From the point of view of physics, there is no reason for considering any one color more elementary than any other. Every wave-length is elementary; and if sensation tallied precisely with the stimulus, every spectral color-tone would be an element. But there are obvious objections to such a view, such as: (1) there are not nearly as many [{219}] distinguishable color-tones as there are wave-lengths; (2) orange, having a single wave-length, certainly appears to be a blend as truly as purple, which has no single wave-length; and (3) we cannot get away from the fact of red-green blindness, in which there are only two color-tones, yellow and blue. In this form of color vision (which, we must remember, is normal in the intermediate zone of the retina), there are certainly not as many elementary responses as there are wave-lengths, but only one response to all the longer waves (the sensation of yellow), one response to all the shorter waves (the sensation of blue), one response to the combination of long and short waves (the sensation of white), and one response to the cessation of light (the sensation of black). These four are certainly elementary sensations, and there are probably only a few more.

There must be at least two more, because of the fact that two of the sure elements, yellow and blue, are complementary. For suppose we try to get along with one more, as red. Then red, blended with yellow, would give the intervening color-tones, namely, orange with reddish and yellowish orange; and red blended with blue would give violet and purple; but yellow and blue would only give white or gray, and there would be no way of getting green. We must admit green as another element. The particular red selected would be that of the red end of the spectrum, if we follow the general vote; and the green would probably be something very near grass green. We thus arrive at the conclusion that there are six elementary visual responses or sensations: white and black, yellow and blue, red and green.

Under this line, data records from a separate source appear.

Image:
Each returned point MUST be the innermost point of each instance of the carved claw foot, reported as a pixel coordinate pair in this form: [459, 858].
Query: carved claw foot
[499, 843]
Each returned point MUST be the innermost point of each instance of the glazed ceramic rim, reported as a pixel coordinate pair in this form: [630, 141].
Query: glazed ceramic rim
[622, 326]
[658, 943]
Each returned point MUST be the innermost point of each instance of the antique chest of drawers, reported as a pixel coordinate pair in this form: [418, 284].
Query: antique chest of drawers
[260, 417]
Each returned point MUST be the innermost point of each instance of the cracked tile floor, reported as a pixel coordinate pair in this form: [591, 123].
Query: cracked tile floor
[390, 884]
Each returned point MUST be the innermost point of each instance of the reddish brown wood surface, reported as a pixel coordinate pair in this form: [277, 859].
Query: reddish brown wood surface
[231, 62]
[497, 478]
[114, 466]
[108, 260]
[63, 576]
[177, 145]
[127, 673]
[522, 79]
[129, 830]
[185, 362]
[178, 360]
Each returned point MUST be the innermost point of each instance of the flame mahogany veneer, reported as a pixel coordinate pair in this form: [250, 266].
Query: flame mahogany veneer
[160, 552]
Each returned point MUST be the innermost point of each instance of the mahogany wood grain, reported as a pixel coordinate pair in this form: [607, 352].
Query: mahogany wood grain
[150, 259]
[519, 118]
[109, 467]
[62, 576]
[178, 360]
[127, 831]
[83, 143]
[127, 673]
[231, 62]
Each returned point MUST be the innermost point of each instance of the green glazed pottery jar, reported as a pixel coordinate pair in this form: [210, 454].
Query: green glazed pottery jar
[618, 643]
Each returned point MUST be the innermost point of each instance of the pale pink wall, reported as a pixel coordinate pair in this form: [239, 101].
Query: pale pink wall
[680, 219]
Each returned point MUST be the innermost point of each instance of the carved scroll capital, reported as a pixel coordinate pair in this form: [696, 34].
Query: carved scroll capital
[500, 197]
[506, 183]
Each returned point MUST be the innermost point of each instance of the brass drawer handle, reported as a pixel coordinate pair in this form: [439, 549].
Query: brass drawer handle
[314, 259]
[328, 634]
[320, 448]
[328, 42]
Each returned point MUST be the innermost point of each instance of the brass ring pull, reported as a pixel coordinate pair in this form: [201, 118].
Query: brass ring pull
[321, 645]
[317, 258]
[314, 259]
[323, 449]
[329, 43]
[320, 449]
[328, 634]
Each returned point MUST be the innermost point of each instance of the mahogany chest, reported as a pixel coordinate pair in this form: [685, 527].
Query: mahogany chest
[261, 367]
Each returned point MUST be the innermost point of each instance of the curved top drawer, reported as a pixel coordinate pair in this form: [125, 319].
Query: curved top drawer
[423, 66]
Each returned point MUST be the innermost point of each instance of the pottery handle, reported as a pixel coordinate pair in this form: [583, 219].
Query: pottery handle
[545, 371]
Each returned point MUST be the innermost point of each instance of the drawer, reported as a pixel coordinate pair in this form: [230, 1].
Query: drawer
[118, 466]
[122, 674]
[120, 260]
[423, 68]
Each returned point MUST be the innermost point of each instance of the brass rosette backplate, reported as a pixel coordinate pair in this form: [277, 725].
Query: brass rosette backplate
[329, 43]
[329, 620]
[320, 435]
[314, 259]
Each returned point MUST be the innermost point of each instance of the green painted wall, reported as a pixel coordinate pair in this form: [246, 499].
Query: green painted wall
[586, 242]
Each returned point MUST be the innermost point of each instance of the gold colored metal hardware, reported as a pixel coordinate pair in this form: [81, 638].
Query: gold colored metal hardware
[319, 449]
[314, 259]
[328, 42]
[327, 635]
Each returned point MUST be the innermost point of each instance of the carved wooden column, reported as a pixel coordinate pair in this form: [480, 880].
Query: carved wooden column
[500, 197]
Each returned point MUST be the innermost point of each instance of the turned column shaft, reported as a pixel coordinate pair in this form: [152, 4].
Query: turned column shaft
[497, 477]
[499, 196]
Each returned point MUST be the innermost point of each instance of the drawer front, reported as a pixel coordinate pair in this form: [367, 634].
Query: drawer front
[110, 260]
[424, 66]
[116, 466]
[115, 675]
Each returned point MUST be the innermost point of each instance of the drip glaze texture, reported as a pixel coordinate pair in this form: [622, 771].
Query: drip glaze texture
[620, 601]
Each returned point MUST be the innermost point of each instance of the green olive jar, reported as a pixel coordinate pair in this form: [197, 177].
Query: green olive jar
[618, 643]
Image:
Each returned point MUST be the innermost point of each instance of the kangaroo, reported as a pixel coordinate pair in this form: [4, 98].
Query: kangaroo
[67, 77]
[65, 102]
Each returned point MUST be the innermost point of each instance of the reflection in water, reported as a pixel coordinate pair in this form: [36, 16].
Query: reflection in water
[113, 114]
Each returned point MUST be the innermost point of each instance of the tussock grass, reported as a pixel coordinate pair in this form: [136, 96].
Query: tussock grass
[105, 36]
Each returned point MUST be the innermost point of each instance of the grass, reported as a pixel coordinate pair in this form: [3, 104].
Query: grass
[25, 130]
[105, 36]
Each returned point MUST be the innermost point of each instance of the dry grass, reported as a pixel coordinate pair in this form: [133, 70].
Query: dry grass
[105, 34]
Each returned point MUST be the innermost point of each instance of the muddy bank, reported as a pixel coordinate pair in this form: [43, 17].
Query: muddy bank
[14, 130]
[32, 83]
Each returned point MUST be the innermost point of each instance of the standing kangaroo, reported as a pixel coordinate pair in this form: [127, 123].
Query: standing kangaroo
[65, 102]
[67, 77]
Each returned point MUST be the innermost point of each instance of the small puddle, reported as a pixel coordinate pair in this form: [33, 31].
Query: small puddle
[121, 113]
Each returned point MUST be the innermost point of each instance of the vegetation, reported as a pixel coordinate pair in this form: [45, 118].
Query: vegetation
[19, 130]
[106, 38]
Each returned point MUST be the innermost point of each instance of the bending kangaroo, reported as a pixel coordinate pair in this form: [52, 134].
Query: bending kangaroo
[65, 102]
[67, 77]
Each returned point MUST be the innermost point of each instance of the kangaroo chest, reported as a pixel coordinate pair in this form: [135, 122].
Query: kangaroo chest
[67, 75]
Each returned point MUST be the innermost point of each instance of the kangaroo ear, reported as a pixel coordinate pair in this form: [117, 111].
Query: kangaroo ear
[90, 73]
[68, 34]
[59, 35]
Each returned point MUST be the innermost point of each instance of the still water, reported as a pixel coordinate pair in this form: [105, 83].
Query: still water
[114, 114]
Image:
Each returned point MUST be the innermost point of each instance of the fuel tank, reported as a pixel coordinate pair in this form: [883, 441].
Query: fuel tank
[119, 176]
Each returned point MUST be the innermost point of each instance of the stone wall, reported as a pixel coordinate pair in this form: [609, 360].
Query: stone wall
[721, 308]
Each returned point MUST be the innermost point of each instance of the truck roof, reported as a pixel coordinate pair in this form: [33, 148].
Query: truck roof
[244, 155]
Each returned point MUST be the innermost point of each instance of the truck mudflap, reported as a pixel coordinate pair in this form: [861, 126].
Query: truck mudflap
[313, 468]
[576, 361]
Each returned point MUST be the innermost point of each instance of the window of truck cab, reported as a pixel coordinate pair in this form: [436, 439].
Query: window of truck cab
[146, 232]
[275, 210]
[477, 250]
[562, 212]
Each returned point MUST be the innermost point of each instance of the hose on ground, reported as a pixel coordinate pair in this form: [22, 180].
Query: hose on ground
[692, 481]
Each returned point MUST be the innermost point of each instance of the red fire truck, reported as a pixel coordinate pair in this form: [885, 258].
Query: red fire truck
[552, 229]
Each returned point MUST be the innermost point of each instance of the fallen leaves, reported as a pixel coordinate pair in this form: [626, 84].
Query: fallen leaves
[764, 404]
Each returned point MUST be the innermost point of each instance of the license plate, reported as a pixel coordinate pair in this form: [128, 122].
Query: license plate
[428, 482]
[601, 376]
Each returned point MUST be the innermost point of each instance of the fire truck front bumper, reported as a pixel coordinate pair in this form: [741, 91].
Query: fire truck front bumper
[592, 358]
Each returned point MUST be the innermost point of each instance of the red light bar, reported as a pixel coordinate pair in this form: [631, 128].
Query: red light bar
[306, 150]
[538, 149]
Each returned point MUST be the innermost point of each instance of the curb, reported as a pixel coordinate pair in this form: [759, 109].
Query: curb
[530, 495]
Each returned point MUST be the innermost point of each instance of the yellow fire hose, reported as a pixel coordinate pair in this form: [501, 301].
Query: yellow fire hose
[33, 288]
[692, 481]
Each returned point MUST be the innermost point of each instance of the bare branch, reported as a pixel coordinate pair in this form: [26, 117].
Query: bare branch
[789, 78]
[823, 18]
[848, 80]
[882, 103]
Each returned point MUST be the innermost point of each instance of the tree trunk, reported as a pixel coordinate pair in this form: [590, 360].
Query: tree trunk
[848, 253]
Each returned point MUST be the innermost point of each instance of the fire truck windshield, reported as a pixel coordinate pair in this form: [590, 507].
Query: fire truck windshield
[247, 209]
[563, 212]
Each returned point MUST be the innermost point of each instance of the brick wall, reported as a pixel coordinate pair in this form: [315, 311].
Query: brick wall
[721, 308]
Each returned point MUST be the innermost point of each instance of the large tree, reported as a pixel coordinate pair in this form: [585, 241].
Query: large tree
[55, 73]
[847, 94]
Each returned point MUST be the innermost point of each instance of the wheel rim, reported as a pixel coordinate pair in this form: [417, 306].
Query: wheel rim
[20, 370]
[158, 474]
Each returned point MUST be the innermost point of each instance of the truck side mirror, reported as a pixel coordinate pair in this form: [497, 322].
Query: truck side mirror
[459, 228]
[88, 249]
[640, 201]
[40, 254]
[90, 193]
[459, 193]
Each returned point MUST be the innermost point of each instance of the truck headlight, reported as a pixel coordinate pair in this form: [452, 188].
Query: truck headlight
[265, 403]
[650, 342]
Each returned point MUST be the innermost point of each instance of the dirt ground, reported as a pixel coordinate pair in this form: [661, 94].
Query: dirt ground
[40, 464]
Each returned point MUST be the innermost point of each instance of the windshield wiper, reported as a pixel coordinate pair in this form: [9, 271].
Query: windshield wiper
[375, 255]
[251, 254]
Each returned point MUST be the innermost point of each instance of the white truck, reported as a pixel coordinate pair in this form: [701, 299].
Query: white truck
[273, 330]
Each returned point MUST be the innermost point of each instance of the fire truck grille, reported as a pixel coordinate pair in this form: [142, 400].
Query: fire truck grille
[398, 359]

It is a curious fact that some of these elementary sensations blend with each other, while some refuse to blend. White and black blend to gray, and either white or black or both together will blend with any of the four elementary colors or with any possible blend of these four. Brown, for [{220}] example, is a grayish orange, that is, a blend of white, black, red and yellow. Red blends with yellow, yellow with green, green with blue, and blue with red. But we cannot get yellow and blue to blend, nor red and green. When we try to get yellow and blue to blend, by combining their appropriate stimuli, both colors disappear, and we get simply the colorless sensation of white or gray. When we try to get red and green to blend, both of them disappear and we get the sensation of yellow.